Page 5 of Reamde


  Richard’s crazy idea was to eliminate the possibility of such fudging by having the availability of virtual gold stem from the same basic geological processes as in the real world. The same, that is, except that they’d be numerically simulated instead of actually happening. Idly messing around on the Internet, he discovered the mind-alteringly idiosyncratic website of P. T. “Pluto” Olszewski, the then twenty-two-year-old son of an oil company geologist in Alaska, homeschooled above the Arctic Circle by his dad and his math major mom. Pluto, a classic Asperger’s syndrome “little professor” personality now trapped in the rather hirsute body of a full-grown Alaskan bushwhacker, had spent a lot of time playing video games and seething with rage at their cavalier treatment of geology and geography. Their landforms just didn’t look like real landforms, at least not to Pluto, who could sit and stare at a hill for an hour. And so, basically as a protest action—almost like an act of civil disobedience against the entire video-game industry—Pluto had put up a website showing off the results of some algorithms that he had coded up for generating imaginary landforms that were up to his standards of realism. Which meant that every nuance of the terrain encoded a 4.5-billion-year simulated history of plate tectonics, atmospheric chemistry, biogenic effects, and erosion. Of course, the average person could not tell them apart from the arbitrary landforms used as backdrops in video games, so in that sense Pluto’s efforts were all perfectly useless. But Richard didn’t care about the skin of Pluto’s world. He cared about its bones and its guts. What mattered very much to Richard was what an imaginary dwarf would encounter once he hefted a virtual pick and began to delve into the side of a mountain. In a conventional video game, the answer was literally nothing. The mountain was just a surface, thinner than papier-mâché, with no interior. But in Pluto’s world, the first bite of the shovel would reveal underlying soil, and the composition of that soil would reflect its provenance in the seasonal growth and decay of vegetation and the saecular erosion of whatever was uphill of it, and once the dwarf dug through the soil he would find bedrock, and the bedrock would be of a particular mineral composition, it would be sedimentary or igneous or metamorphic, and if the dwarf were lucky it might contain usable quantities of gold or silver or iron ore.

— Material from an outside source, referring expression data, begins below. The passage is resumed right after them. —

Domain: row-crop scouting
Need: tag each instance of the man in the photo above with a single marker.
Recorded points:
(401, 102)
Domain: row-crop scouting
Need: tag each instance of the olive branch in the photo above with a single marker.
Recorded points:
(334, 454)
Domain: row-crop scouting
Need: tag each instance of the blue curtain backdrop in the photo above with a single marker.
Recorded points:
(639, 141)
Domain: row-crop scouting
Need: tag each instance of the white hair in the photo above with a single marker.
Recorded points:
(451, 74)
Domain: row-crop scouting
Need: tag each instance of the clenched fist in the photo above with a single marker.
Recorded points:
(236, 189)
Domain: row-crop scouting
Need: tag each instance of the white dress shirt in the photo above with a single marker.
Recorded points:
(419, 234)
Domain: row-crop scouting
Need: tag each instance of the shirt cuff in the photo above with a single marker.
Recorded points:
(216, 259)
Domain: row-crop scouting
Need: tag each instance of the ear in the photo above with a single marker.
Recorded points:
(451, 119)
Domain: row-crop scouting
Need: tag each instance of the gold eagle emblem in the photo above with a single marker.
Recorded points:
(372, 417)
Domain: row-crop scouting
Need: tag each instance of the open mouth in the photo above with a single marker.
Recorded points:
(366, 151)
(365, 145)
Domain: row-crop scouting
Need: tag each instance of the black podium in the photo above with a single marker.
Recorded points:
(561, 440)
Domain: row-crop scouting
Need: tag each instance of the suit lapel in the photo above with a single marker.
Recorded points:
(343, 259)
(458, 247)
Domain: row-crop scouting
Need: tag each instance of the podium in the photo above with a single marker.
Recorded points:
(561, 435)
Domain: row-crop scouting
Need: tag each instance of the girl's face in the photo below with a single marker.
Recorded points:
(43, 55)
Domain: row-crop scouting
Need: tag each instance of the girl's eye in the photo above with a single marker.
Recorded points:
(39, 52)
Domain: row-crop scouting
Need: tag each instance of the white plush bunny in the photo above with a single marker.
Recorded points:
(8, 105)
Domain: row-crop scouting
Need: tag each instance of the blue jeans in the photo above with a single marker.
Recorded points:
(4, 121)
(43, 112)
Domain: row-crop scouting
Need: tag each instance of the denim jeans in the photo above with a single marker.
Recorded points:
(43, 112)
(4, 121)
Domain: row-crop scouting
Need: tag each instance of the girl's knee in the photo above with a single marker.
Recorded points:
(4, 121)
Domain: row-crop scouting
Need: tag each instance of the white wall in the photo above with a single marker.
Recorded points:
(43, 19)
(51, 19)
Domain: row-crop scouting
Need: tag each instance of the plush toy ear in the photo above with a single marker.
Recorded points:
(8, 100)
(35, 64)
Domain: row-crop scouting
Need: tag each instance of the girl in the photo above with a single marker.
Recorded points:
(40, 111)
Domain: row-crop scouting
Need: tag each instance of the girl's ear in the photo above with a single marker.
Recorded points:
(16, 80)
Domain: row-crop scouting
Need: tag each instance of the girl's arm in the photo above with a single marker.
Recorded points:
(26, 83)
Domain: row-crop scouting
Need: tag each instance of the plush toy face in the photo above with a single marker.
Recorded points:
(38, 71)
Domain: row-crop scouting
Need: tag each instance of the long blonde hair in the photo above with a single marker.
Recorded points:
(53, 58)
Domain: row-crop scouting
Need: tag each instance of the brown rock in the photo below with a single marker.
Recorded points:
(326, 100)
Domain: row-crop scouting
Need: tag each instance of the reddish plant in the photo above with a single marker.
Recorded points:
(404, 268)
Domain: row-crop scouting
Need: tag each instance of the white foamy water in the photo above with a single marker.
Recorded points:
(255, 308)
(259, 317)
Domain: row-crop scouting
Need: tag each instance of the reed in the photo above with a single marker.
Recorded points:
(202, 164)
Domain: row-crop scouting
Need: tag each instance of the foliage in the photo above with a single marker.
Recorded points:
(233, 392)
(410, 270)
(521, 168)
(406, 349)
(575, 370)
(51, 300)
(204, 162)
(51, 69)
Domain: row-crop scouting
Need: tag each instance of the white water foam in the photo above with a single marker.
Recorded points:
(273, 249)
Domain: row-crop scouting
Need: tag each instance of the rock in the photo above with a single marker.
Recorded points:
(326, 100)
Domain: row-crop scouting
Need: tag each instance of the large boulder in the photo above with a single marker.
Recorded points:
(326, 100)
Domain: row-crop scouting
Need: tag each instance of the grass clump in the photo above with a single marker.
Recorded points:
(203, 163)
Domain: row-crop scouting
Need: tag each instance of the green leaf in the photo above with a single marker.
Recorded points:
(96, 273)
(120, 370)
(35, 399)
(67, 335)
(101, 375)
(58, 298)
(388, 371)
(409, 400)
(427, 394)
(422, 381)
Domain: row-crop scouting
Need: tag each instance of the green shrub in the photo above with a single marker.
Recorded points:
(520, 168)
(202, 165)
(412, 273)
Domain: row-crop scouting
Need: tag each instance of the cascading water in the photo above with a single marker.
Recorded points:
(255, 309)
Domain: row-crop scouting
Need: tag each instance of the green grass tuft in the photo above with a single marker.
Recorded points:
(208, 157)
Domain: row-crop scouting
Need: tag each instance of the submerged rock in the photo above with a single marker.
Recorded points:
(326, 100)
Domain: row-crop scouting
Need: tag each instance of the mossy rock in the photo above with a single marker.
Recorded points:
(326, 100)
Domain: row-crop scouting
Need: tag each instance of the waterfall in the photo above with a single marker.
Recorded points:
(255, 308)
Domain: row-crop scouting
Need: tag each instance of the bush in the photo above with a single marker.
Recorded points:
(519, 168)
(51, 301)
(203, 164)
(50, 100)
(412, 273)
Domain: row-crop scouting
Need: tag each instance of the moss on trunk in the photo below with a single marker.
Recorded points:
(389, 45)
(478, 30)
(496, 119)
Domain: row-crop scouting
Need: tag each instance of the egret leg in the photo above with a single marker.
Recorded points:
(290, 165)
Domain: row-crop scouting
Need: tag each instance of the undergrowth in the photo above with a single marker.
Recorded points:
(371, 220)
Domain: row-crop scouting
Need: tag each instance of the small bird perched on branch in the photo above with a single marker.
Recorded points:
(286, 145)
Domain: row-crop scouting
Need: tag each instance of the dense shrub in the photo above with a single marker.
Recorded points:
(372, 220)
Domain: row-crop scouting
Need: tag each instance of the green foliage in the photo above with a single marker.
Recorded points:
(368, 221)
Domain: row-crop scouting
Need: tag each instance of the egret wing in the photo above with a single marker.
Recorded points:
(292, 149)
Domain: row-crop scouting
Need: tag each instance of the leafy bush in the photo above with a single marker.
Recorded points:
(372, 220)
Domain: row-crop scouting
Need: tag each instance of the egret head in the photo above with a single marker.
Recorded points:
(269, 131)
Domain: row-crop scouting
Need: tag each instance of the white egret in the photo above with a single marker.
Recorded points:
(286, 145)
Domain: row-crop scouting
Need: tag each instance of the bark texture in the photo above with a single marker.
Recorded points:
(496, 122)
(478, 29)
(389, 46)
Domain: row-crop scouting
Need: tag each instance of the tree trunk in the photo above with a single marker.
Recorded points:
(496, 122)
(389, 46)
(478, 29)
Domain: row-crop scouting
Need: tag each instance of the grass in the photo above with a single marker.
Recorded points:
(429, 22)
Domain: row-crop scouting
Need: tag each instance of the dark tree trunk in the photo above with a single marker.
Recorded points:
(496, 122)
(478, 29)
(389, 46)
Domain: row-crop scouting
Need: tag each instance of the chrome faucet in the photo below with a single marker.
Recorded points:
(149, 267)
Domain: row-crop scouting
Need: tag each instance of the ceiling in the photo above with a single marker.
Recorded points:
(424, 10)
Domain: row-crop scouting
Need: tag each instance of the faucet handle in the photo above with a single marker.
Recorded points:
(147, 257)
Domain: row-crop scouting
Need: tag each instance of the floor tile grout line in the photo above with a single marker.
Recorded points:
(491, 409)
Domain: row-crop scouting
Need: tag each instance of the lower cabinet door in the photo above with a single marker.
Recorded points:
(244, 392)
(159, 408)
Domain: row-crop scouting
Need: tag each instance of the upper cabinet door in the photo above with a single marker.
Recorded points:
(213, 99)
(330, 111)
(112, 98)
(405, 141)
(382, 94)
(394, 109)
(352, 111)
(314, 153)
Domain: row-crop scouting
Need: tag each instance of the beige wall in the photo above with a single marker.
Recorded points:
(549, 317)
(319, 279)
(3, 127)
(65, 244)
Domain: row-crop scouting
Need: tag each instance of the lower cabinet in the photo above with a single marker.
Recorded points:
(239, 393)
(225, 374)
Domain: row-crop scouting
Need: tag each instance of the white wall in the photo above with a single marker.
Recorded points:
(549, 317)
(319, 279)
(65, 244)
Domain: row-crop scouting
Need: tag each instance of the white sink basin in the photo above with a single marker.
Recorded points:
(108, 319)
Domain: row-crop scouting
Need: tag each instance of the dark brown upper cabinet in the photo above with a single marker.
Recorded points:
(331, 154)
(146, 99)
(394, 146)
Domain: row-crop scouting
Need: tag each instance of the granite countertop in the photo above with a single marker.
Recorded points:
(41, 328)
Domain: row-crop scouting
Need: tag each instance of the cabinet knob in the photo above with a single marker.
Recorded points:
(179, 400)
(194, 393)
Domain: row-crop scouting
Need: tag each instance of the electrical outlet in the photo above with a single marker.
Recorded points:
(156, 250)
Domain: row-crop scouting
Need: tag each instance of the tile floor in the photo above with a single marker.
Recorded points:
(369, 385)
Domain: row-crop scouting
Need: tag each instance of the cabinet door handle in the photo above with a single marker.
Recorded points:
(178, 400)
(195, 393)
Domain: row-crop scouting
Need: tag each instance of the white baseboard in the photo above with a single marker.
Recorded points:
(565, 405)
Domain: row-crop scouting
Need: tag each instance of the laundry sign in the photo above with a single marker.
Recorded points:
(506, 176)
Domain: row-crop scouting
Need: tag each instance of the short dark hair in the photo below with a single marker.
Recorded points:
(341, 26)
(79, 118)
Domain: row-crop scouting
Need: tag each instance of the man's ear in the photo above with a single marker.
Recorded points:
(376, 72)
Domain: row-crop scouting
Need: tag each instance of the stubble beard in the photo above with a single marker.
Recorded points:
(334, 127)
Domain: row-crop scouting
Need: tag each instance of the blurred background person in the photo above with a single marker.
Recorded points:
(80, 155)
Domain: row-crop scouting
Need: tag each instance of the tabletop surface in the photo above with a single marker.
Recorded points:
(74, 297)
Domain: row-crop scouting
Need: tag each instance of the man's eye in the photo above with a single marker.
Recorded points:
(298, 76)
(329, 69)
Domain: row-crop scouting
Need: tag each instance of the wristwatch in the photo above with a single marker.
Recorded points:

  Reader, they bought his IP. Pluto moved down to Seattle, where he found lodging in a special living facility for people with autism spectrum disorders. He set to work creating a whole planet. TERRAIN, the gigantic mess of computer code that he had single-handedly smashed out in his parents’ cabin in the Brooks Range, gave its name to T’Rain, the imaginary world where Corporation 9592 set its new game. And in time T’Rain became the name of the game as well.

  NEAR RED OAK the highway ran past a shopping center anchored by a Hy-Vee, which was a local grocery store chain. Like a lot of the bigger Hy-Vees, this one had a captive diner just off the main entrance, where local gaffers would go in the mornings to enjoy the $1.99 breakfast special. Richard, seeing himself, for at least the next half hour, as a sort of aspirant gaffer, parked the Grand Marquis in one of the many available spaces and went inside.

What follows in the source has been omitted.